The church of St. Stephen and St Tathan was built in the 13th century, probably using stones from the ruins of the Roman fort Venta Silurum. Although it is known, that in Caerwent was a church also before the Norman period, there is no evidence that it was in place of a medieval building. In the fifteenth century St. Stephen’s church was rebuilt and enlarged, and the porch and tower were added to the existing building. Subsequent changes were made during the Reformation period, when lateral, southern chapels were removed. In the years 1893-1894 and again in the years 1910-1912 the church was restored. During the last restaurant a small southern aisle was also erected. In 1968, the sacristy was added on the south side of the chancel.

Architecture

The church consists of a rectangular nave and also a rectangular chancel, which is the oldest element of the building.

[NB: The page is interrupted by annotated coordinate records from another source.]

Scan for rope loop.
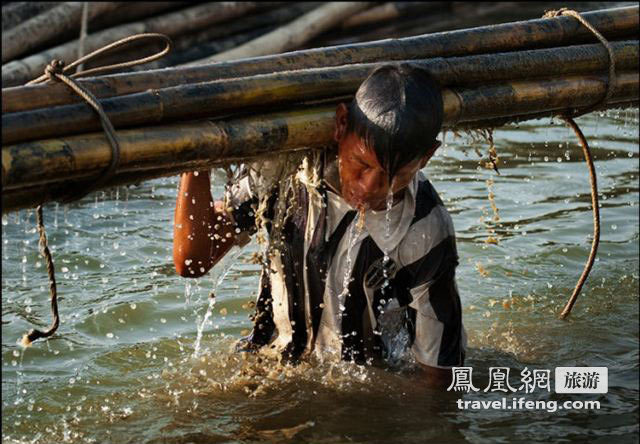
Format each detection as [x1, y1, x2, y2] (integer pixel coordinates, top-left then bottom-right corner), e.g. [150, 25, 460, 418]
[44, 59, 64, 82]
[20, 33, 171, 347]
[543, 8, 617, 118]
[27, 32, 173, 85]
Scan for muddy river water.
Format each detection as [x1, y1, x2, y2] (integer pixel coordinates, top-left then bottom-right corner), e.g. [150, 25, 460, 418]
[2, 109, 639, 443]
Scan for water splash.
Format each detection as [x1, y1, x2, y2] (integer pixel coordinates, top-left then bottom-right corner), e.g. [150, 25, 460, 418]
[382, 187, 393, 294]
[338, 210, 364, 312]
[193, 246, 242, 358]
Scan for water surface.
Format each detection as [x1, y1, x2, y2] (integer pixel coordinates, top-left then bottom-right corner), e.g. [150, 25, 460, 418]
[2, 110, 639, 443]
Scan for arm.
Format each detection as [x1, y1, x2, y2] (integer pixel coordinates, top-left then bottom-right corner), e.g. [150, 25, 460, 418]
[173, 171, 235, 278]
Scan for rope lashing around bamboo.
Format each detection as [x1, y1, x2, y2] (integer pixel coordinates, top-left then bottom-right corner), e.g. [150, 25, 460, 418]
[544, 8, 616, 319]
[21, 33, 171, 347]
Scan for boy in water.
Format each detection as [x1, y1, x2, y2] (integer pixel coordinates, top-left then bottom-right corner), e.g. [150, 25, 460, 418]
[173, 64, 466, 387]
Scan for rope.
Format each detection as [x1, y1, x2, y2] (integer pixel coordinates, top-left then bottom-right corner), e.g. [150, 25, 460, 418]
[22, 33, 171, 347]
[78, 2, 90, 71]
[543, 8, 617, 118]
[543, 8, 616, 319]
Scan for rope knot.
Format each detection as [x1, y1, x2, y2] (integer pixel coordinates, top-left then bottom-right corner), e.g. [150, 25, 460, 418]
[542, 8, 567, 18]
[44, 59, 64, 82]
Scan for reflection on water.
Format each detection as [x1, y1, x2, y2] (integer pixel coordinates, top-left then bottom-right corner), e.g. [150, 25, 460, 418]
[2, 110, 639, 443]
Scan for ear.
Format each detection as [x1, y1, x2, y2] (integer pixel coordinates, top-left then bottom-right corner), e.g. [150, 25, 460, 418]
[333, 103, 349, 142]
[420, 140, 442, 169]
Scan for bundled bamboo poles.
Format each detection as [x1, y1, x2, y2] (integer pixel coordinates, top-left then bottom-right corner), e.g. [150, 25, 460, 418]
[2, 2, 120, 63]
[2, 40, 639, 144]
[192, 2, 371, 64]
[2, 2, 61, 32]
[2, 6, 639, 113]
[2, 3, 639, 211]
[342, 2, 446, 28]
[2, 72, 639, 212]
[2, 2, 264, 86]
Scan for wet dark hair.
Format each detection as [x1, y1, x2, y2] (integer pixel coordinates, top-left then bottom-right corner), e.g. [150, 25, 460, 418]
[347, 63, 443, 179]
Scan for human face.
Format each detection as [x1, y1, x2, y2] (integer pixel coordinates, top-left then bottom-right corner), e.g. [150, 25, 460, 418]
[334, 103, 440, 211]
[338, 133, 431, 211]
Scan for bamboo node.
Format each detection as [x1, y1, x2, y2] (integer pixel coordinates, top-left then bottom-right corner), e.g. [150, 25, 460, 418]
[44, 59, 64, 82]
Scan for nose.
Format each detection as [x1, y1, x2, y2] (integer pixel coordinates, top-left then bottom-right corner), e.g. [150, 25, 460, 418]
[358, 169, 387, 196]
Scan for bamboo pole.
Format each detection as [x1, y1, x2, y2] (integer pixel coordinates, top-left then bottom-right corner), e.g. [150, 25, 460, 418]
[2, 72, 639, 212]
[342, 2, 447, 29]
[2, 40, 640, 144]
[195, 2, 371, 65]
[2, 2, 121, 64]
[91, 2, 190, 31]
[2, 2, 61, 32]
[121, 2, 320, 71]
[2, 6, 639, 113]
[2, 2, 264, 86]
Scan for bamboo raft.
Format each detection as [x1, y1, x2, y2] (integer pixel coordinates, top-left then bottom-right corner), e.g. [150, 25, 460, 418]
[2, 2, 640, 212]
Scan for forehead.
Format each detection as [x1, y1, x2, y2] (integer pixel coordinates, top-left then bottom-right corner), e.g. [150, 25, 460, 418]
[340, 133, 419, 176]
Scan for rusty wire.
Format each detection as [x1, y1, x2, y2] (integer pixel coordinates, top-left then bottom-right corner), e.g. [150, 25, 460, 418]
[543, 8, 616, 319]
[22, 33, 171, 347]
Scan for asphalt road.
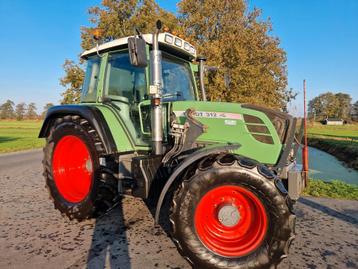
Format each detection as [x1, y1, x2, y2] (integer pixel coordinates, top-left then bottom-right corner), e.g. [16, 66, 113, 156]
[0, 151, 358, 269]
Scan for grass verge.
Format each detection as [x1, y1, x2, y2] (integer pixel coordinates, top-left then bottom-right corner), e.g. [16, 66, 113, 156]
[0, 120, 44, 153]
[303, 179, 358, 200]
[308, 123, 358, 170]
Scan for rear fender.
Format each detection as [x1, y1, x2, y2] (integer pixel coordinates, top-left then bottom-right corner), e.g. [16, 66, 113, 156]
[39, 105, 117, 154]
[155, 144, 240, 223]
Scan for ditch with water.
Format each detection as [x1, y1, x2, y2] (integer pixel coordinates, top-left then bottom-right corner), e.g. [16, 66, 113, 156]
[297, 147, 358, 185]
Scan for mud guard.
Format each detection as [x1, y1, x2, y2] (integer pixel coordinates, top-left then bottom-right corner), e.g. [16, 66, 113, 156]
[155, 144, 240, 224]
[39, 105, 117, 154]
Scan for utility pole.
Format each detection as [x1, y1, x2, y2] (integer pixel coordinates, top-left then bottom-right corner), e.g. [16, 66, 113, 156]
[302, 79, 308, 186]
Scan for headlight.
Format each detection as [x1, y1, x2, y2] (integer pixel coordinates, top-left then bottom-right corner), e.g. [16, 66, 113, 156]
[184, 42, 190, 51]
[164, 35, 173, 44]
[175, 38, 183, 47]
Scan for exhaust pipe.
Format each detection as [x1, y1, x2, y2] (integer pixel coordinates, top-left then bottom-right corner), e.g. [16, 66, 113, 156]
[196, 56, 206, 101]
[149, 20, 163, 155]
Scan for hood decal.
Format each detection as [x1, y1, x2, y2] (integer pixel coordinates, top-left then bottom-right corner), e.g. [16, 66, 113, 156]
[174, 110, 243, 120]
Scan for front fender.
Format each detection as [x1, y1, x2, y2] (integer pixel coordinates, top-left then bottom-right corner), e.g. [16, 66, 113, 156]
[38, 105, 117, 154]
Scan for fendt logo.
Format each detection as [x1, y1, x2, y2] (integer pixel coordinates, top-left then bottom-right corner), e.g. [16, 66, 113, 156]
[174, 110, 242, 120]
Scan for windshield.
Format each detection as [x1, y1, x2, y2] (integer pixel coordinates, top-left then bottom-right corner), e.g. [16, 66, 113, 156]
[162, 54, 195, 101]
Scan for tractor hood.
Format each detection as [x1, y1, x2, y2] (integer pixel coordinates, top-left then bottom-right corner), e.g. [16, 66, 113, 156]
[171, 101, 289, 165]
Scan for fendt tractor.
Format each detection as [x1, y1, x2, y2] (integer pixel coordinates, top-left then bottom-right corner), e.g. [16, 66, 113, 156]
[39, 21, 305, 268]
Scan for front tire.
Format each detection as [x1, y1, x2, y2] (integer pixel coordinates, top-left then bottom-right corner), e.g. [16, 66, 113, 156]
[43, 115, 118, 220]
[170, 154, 295, 269]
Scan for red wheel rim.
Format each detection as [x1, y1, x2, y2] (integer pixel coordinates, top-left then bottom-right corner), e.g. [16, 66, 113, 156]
[52, 135, 93, 203]
[195, 185, 268, 257]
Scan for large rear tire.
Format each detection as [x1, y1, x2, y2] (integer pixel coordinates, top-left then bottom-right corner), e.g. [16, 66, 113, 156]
[170, 154, 295, 269]
[43, 115, 118, 220]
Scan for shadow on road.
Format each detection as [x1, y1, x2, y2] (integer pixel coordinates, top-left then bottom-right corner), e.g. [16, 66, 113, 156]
[0, 136, 19, 143]
[87, 197, 131, 269]
[298, 198, 358, 225]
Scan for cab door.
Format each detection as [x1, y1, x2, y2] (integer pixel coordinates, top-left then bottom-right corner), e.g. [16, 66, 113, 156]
[104, 50, 150, 146]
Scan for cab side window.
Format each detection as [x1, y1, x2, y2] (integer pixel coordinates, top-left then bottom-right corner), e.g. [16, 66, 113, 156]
[81, 56, 101, 102]
[106, 52, 146, 104]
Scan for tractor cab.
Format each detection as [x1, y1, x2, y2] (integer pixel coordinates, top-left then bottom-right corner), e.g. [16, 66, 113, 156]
[81, 33, 198, 146]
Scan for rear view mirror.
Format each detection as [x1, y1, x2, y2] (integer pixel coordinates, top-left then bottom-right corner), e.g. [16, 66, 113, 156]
[128, 37, 147, 67]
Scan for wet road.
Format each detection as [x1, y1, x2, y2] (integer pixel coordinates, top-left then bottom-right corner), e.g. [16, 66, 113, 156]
[0, 151, 358, 269]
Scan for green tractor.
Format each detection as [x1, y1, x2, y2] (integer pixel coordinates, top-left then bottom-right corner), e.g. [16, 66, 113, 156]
[39, 23, 305, 268]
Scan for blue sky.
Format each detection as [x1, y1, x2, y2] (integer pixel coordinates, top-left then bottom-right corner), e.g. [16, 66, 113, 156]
[0, 0, 358, 114]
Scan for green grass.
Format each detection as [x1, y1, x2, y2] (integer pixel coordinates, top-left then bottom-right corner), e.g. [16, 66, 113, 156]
[308, 123, 358, 142]
[303, 180, 358, 200]
[0, 120, 44, 153]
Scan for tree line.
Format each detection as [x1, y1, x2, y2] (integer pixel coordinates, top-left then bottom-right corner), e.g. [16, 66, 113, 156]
[308, 92, 358, 121]
[0, 100, 53, 121]
[60, 0, 295, 110]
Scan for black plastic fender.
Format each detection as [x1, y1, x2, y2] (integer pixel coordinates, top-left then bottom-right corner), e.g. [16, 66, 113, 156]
[155, 144, 240, 224]
[39, 105, 117, 154]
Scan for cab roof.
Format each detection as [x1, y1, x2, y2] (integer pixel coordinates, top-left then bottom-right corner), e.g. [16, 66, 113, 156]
[81, 33, 196, 60]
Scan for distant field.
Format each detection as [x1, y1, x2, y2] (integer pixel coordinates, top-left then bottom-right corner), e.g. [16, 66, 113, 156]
[308, 123, 358, 170]
[0, 120, 44, 153]
[308, 123, 358, 139]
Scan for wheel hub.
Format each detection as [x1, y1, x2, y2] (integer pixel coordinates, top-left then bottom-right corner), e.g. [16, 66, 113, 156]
[218, 205, 240, 227]
[52, 135, 93, 203]
[194, 185, 268, 257]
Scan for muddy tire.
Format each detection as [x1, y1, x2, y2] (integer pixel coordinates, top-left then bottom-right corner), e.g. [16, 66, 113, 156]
[43, 115, 118, 220]
[170, 154, 295, 269]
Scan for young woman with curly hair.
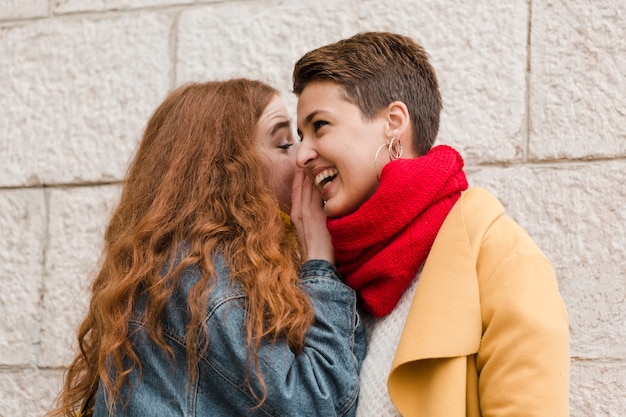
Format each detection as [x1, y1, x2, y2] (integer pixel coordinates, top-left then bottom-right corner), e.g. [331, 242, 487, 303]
[49, 79, 365, 417]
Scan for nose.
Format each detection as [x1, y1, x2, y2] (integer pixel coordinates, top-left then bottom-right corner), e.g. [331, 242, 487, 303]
[296, 141, 317, 168]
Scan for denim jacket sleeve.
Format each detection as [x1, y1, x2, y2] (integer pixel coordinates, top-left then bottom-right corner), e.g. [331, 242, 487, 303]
[198, 260, 366, 417]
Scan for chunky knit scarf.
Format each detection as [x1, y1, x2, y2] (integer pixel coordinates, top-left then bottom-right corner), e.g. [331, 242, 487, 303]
[326, 145, 467, 317]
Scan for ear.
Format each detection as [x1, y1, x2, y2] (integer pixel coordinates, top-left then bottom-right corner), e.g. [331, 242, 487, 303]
[387, 101, 411, 137]
[385, 101, 414, 155]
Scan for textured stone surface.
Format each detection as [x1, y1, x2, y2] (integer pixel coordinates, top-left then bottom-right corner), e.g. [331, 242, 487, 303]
[359, 0, 528, 163]
[0, 0, 626, 417]
[470, 161, 626, 360]
[54, 0, 194, 13]
[38, 186, 119, 367]
[0, 189, 46, 367]
[0, 13, 171, 186]
[176, 0, 357, 117]
[0, 368, 63, 417]
[0, 0, 49, 20]
[570, 362, 626, 417]
[530, 0, 626, 159]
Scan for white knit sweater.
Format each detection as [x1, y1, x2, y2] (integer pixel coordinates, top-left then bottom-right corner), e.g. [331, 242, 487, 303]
[356, 274, 419, 417]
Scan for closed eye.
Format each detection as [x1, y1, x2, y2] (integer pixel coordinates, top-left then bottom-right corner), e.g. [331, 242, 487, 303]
[313, 120, 328, 132]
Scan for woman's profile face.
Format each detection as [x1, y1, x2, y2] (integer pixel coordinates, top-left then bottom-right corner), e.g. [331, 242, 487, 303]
[298, 81, 387, 217]
[253, 95, 300, 213]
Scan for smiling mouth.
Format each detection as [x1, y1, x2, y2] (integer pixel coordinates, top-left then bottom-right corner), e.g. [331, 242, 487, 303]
[315, 168, 339, 189]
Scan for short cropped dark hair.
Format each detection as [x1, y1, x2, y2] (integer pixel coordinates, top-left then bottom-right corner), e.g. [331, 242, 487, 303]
[293, 32, 443, 155]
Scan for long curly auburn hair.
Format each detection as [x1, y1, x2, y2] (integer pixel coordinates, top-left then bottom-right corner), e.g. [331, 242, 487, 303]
[48, 79, 313, 416]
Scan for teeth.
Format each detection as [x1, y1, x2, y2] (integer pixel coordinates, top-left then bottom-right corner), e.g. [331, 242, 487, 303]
[315, 168, 338, 185]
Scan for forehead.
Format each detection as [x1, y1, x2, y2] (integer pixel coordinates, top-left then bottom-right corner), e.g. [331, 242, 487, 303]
[298, 81, 349, 119]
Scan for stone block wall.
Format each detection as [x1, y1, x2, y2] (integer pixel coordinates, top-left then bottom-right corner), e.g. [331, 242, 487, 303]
[0, 0, 626, 417]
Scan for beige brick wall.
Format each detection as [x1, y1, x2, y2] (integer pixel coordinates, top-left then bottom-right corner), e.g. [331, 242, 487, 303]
[0, 0, 626, 417]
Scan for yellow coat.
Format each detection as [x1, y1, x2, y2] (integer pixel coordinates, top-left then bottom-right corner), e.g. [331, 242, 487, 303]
[388, 188, 570, 417]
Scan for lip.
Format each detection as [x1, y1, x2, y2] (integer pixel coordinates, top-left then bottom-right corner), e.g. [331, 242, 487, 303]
[309, 165, 339, 201]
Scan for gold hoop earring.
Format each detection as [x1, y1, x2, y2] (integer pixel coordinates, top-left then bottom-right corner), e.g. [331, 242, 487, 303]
[374, 136, 402, 182]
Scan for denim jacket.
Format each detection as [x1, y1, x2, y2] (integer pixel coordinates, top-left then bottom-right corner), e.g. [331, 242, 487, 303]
[93, 257, 366, 417]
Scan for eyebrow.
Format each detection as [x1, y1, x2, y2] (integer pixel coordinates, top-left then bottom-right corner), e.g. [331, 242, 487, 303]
[304, 110, 324, 126]
[270, 120, 291, 135]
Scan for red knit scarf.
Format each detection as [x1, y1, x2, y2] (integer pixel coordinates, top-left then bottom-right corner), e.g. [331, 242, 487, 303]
[326, 145, 467, 317]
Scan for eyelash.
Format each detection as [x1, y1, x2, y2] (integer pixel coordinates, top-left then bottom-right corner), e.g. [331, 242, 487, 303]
[313, 120, 328, 132]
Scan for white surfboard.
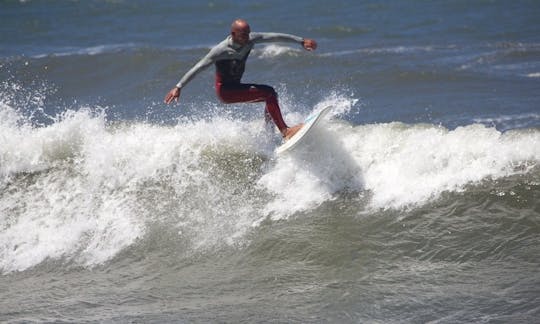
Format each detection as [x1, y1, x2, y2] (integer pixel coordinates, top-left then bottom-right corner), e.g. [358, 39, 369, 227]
[276, 106, 332, 154]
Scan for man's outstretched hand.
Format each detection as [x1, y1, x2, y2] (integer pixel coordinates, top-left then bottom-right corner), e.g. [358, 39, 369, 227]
[165, 87, 180, 105]
[302, 38, 317, 51]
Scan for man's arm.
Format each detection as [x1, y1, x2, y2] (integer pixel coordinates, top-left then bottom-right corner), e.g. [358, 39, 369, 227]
[251, 33, 317, 51]
[165, 40, 223, 104]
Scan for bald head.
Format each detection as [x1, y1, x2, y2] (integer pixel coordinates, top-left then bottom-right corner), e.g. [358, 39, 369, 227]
[231, 19, 251, 33]
[231, 19, 251, 45]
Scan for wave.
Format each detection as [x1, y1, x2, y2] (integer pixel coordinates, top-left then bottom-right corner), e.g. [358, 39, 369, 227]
[0, 95, 540, 272]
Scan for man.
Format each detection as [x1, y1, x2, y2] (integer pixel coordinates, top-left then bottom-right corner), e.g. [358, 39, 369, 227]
[165, 19, 317, 139]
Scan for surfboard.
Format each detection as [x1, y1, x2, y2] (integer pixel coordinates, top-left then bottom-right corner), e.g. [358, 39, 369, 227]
[276, 106, 332, 154]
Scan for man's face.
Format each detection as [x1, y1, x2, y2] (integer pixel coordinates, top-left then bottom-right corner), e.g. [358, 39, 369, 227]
[231, 27, 251, 45]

In the southern wall of the chancel there are three arches from the thirteenth century, which probably led to the no longer existing south aisle at the choir. The chancel is ended from the east by a straight wall with two lancet windows and corner buttresses. Two arches in the south wall of the nave originally led to side chapels, probably destroyed in the 16th century. Today their place is occupied by the neo-gothic small aisle. In the fifteenth century, a three-storey porch was added to the nave from the north and a tower from the west. The church is in possession of a few Roman monuments, including the altar dedicated to the Mars god, dated 152 AD.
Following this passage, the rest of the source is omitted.